Dietrich Bonhoeffer once wrote, “It is the mark of a grown-up man, as compared with a callow youth, that he finds his center of gravity wherever he happens to be at the moment, and however much he longs for the object of his desire, it cannot prevent him from staying at his post and doing his duty” (Dietrich Bonhoeffer: A Brief Life, 74).
Bonhoeffer’s “post” at the time of writing was a prison cell. Our post at the moment, though less confining, may still feel constricted: an entry-level job when we’d like to own a business, a house with roommates when we want to be married, a youth-pastor position when we’d prefer to be preaching. But here — in this post, in this place of “very little” — we learn to be faithful.
Lord of Little
We would be wrong, however, to treat the little in front of us merely as a waiting room for the much of our dreams. No act of faithfulness, no matter how unseen and seemingly insignificant, is simply a stepping stone. Each act is a new opportunity to glorify and commune with our Lord.
Jesus, our faithful Savior, has his eye on the small places, on the forgotten moments, on the little things. And in the face of every unwelcome duty, he would have us remember that “whatever good anyone does, this he will receive back from the Lord” (Ephesians 6:8). When our eyes are lifted toward our Master, whatever good we do — whether much or little, great or small — will come back to us. The faithfulness that so often goes unnoticed on earth will by no means be forgotten in heaven.

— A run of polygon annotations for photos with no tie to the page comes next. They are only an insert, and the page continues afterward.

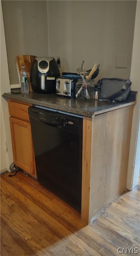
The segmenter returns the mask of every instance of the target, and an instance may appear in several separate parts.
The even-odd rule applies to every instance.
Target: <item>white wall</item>
[[[138,91],[134,106],[131,137],[126,188],[129,190],[138,184],[140,171],[139,119],[140,99],[140,1],[137,2],[130,77],[132,89]],[[139,136],[138,131],[139,126]]]
[[[13,162],[7,103],[2,95],[10,91],[1,2],[0,2],[0,172],[8,170]],[[8,151],[6,152],[5,142]]]
[[[61,72],[76,72],[84,60],[87,70],[100,64],[98,80],[129,77],[136,1],[49,1],[47,5],[49,54],[61,56]],[[127,68],[115,68],[116,55],[122,64],[128,56]]]

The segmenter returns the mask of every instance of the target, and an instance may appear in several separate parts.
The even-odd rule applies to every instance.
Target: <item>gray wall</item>
[[[2,3],[10,84],[19,84],[17,56],[48,55],[47,2]]]
[[[136,4],[129,0],[2,1],[11,84],[19,83],[15,58],[20,54],[61,56],[61,73],[75,72],[84,60],[87,70],[100,64],[97,80],[128,78]],[[116,67],[116,56],[119,66],[126,68]]]

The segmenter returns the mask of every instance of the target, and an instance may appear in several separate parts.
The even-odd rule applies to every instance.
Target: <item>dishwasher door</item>
[[[39,182],[81,210],[83,119],[28,108]]]

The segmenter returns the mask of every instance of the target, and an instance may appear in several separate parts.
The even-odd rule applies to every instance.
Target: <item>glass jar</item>
[[[82,79],[79,79],[76,83],[76,95],[78,93],[76,98],[82,97],[88,99],[94,97],[95,86],[94,79],[87,79],[85,81],[83,84]]]

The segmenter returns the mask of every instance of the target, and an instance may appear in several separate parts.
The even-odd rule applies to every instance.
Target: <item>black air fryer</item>
[[[54,58],[36,57],[30,72],[32,89],[39,93],[54,93],[56,78],[60,76],[59,69]]]

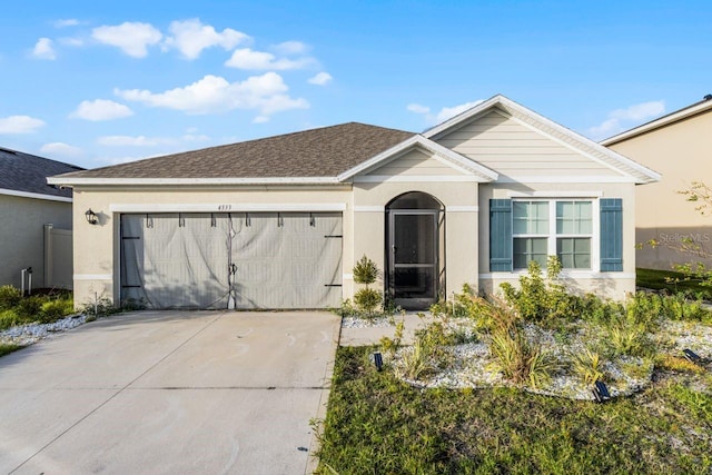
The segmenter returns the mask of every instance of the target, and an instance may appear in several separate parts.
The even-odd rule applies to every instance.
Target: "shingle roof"
[[[83,168],[21,151],[0,148],[0,189],[71,198],[70,189],[47,184],[47,177]]]
[[[62,178],[336,177],[414,135],[348,122],[78,171]]]

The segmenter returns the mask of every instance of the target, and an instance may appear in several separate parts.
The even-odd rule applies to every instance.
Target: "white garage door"
[[[121,298],[149,308],[326,308],[342,298],[342,215],[121,216]]]

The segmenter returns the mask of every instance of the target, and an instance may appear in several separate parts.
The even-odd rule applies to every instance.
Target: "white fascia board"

In every faithful word to your family, in every hour of Bible-study or sermon preparation, in every small but painful conversation that lies in the path of love, can you feel your Savior’s pleasure? Can you hear the first whispers of “Well done, good and faithful” (Matthew 25:21, 23)? Can you grasp the promise that every faithful work will be found in heaven’s ledgers? And can you see, as you set one unremarkable stone on top of another, what you are building by the grace of God?
Our faithfulness here, even in little, is no little matter. In the unremarkable moments of life, God is shaping his fickle sons into the image of his Faithful One (Revelation 19:11). Every day, he forgives our lingering faithlessness, and every day conforms us to Christ’s faithfulness.